Polity & Governance Prelims cum Mains

When states deny consent to CBI

The News

  • Recently, the Andhra Pradesh and West Bengal governments withdrew “general consent” to the CBI for investigating cases in their respective states.
  • The state governments said they had lost faith in the CBI in the backdrop of its internal turmoil marked by the open war among the agency’s top officers.
  • They have also alleged that the Centre is using the CBI to unfairly target Opposition parties.

What is general consent?

  • Unlike the National Investigation Agency (NIA), which is governed by its own NIA Act and has jurisdiction across the country, the CBI is governed by the Delhi Special Police Establishment Act that makes consent of a state government mandatory for conducting investigation in that state.
  • There are two kinds of consent: case-specific and general.
  • Given that the CBI has jurisdiction only over central government departments and employees, it can investigate a case involving state government employees or a violent crime in a given state only after that state government gives its consent.
  • “General consent” is normally given to help the CBI seamlessly conduct its investigation into cases of corruption against central government employees in the concerned state.
  • Almost all states have given such consent.

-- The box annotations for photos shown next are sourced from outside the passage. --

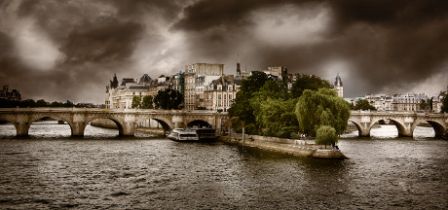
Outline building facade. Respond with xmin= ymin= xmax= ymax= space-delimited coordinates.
xmin=105 ymin=74 xmax=152 ymax=109
xmin=204 ymin=75 xmax=241 ymax=112
xmin=184 ymin=63 xmax=224 ymax=110
xmin=333 ymin=74 xmax=344 ymax=98
xmin=392 ymin=93 xmax=428 ymax=111
xmin=0 ymin=85 xmax=22 ymax=101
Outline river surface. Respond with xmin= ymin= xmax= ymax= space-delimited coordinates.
xmin=0 ymin=122 xmax=448 ymax=209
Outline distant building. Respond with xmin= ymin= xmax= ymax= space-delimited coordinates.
xmin=364 ymin=94 xmax=394 ymax=111
xmin=392 ymin=93 xmax=428 ymax=111
xmin=334 ymin=74 xmax=344 ymax=98
xmin=105 ymin=74 xmax=152 ymax=109
xmin=432 ymin=95 xmax=443 ymax=113
xmin=0 ymin=85 xmax=22 ymax=101
xmin=184 ymin=63 xmax=224 ymax=110
xmin=202 ymin=75 xmax=241 ymax=112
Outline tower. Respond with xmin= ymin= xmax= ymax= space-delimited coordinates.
xmin=236 ymin=63 xmax=241 ymax=76
xmin=334 ymin=73 xmax=344 ymax=98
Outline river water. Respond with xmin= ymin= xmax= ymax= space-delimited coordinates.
xmin=0 ymin=122 xmax=448 ymax=209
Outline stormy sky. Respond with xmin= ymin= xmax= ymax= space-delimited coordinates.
xmin=0 ymin=0 xmax=448 ymax=103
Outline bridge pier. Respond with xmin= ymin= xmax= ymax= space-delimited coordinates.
xmin=70 ymin=122 xmax=86 ymax=137
xmin=118 ymin=122 xmax=135 ymax=136
xmin=358 ymin=128 xmax=370 ymax=137
xmin=14 ymin=122 xmax=30 ymax=137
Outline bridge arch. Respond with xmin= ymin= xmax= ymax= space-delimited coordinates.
xmin=348 ymin=119 xmax=364 ymax=137
xmin=0 ymin=115 xmax=19 ymax=136
xmin=187 ymin=119 xmax=213 ymax=128
xmin=27 ymin=114 xmax=75 ymax=136
xmin=369 ymin=118 xmax=411 ymax=136
xmin=412 ymin=119 xmax=447 ymax=138
xmin=82 ymin=116 xmax=124 ymax=136
xmin=151 ymin=117 xmax=173 ymax=131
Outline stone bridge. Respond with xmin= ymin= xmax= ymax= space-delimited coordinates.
xmin=0 ymin=108 xmax=228 ymax=136
xmin=349 ymin=111 xmax=448 ymax=138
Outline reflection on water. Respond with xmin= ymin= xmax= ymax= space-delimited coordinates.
xmin=0 ymin=121 xmax=448 ymax=209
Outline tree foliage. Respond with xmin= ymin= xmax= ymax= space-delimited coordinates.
xmin=316 ymin=125 xmax=338 ymax=145
xmin=295 ymin=88 xmax=350 ymax=136
xmin=229 ymin=72 xmax=340 ymax=138
xmin=291 ymin=74 xmax=331 ymax=98
xmin=153 ymin=89 xmax=183 ymax=109
xmin=441 ymin=92 xmax=448 ymax=113
xmin=229 ymin=72 xmax=269 ymax=134
xmin=141 ymin=96 xmax=154 ymax=109
xmin=256 ymin=98 xmax=299 ymax=138
xmin=353 ymin=99 xmax=376 ymax=111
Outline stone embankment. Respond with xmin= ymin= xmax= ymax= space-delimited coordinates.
xmin=220 ymin=134 xmax=347 ymax=159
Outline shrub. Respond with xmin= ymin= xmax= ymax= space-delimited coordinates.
xmin=316 ymin=125 xmax=338 ymax=145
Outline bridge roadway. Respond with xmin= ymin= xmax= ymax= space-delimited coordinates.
xmin=0 ymin=108 xmax=228 ymax=137
xmin=0 ymin=108 xmax=448 ymax=138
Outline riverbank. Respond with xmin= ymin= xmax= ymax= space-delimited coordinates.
xmin=219 ymin=134 xmax=347 ymax=159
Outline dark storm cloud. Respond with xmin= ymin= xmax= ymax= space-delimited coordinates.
xmin=0 ymin=0 xmax=184 ymax=102
xmin=175 ymin=0 xmax=448 ymax=94
xmin=0 ymin=0 xmax=448 ymax=103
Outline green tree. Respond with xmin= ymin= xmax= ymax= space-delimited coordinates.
xmin=131 ymin=96 xmax=142 ymax=109
xmin=153 ymin=89 xmax=183 ymax=109
xmin=141 ymin=96 xmax=154 ymax=109
xmin=229 ymin=71 xmax=269 ymax=134
xmin=256 ymin=98 xmax=299 ymax=138
xmin=295 ymin=88 xmax=350 ymax=136
xmin=291 ymin=74 xmax=331 ymax=98
xmin=316 ymin=125 xmax=338 ymax=145
xmin=353 ymin=99 xmax=376 ymax=111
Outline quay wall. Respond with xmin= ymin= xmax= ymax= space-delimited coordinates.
xmin=219 ymin=134 xmax=347 ymax=159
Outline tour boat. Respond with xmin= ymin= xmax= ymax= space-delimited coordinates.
xmin=194 ymin=128 xmax=217 ymax=141
xmin=168 ymin=128 xmax=199 ymax=141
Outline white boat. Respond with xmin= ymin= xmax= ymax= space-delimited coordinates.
xmin=167 ymin=128 xmax=199 ymax=141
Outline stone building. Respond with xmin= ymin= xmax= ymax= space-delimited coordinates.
xmin=184 ymin=63 xmax=224 ymax=110
xmin=333 ymin=74 xmax=344 ymax=98
xmin=392 ymin=93 xmax=428 ymax=111
xmin=365 ymin=94 xmax=394 ymax=111
xmin=0 ymin=85 xmax=22 ymax=101
xmin=202 ymin=75 xmax=241 ymax=112
xmin=105 ymin=74 xmax=152 ymax=109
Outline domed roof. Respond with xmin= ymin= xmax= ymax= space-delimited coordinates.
xmin=334 ymin=74 xmax=342 ymax=87
xmin=138 ymin=74 xmax=152 ymax=84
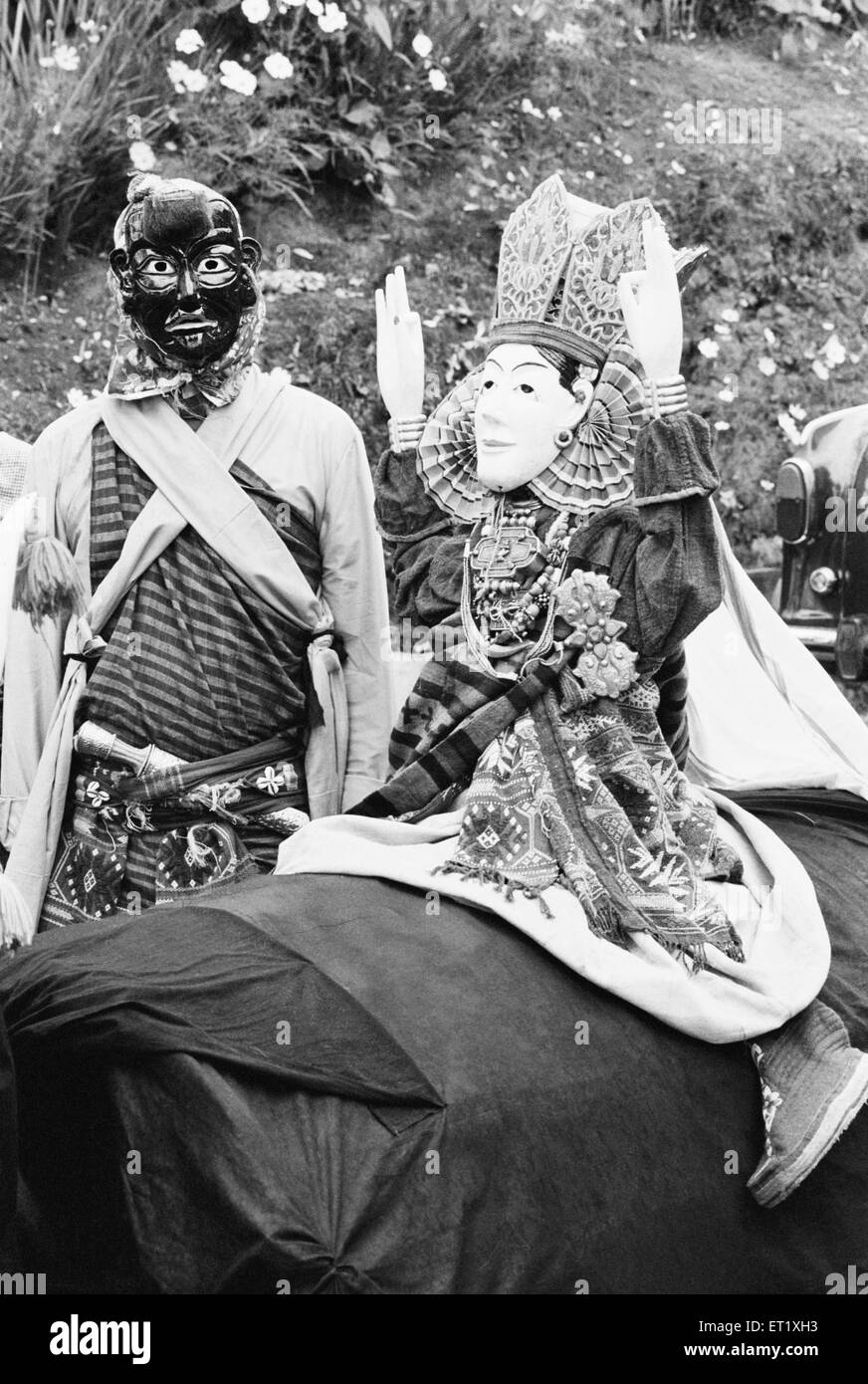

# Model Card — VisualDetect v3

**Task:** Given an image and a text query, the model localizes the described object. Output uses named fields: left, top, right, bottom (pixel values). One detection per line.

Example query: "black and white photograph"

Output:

Otherwise, the CBI would require consent in every case.
  • For example, if it wanted to investigate a bribery charge against a Western Railway clerk in Mumbai, it would have to apply for consent with the Maharashtra government before registering a case against him.

What does withdrawal mean?

  • It means the CBI will not be able to register any fresh case involving a central government official or a private person stationed in these two states without getting case-specific consent.

Does that mean that the CBI can no longer probe any case in the two states?

  • The CBI would still have the power to investigate old cases registered when general consent existed.
  • Also, cases registered anywhere else in the country, but involving people stationed in Andhra Pradesh and West Bengal, would allow CBI’s jurisdiction to extend to these states.
  • There is ambiguity on whether the agency can carry out a search in either of the two states in connection with an old case without the consent of the state government.
  • However, there are legal remedies to that as well. The CBI can always get a search warrant from a local court in the state and conduct searches.
  • In case the search requires a surprise element, there is CrPC Section 166, which allows a police officer of one jurisdiction to ask an officer of another to carry out searches on his behalf.
  • And if the first officer feels that the searches by the latter may lead to loss of evidence, the section allows the first officer to conduct searches himself after giving a notice to the latter.

What happens in fresh cases?

  • Withdrawal of consent will only bar the CBI from registering a case within the jurisdiction of Andhra and Bengal.
  • The CBI could still file cases in Delhi and continue to probe people inside the two states.

Is it the first time a state government has withdrawn consent?

  • Over the years, several states have done so, including Sikkim, Nagaland, Chhattisgarh and Karnataka, which stands out as an example.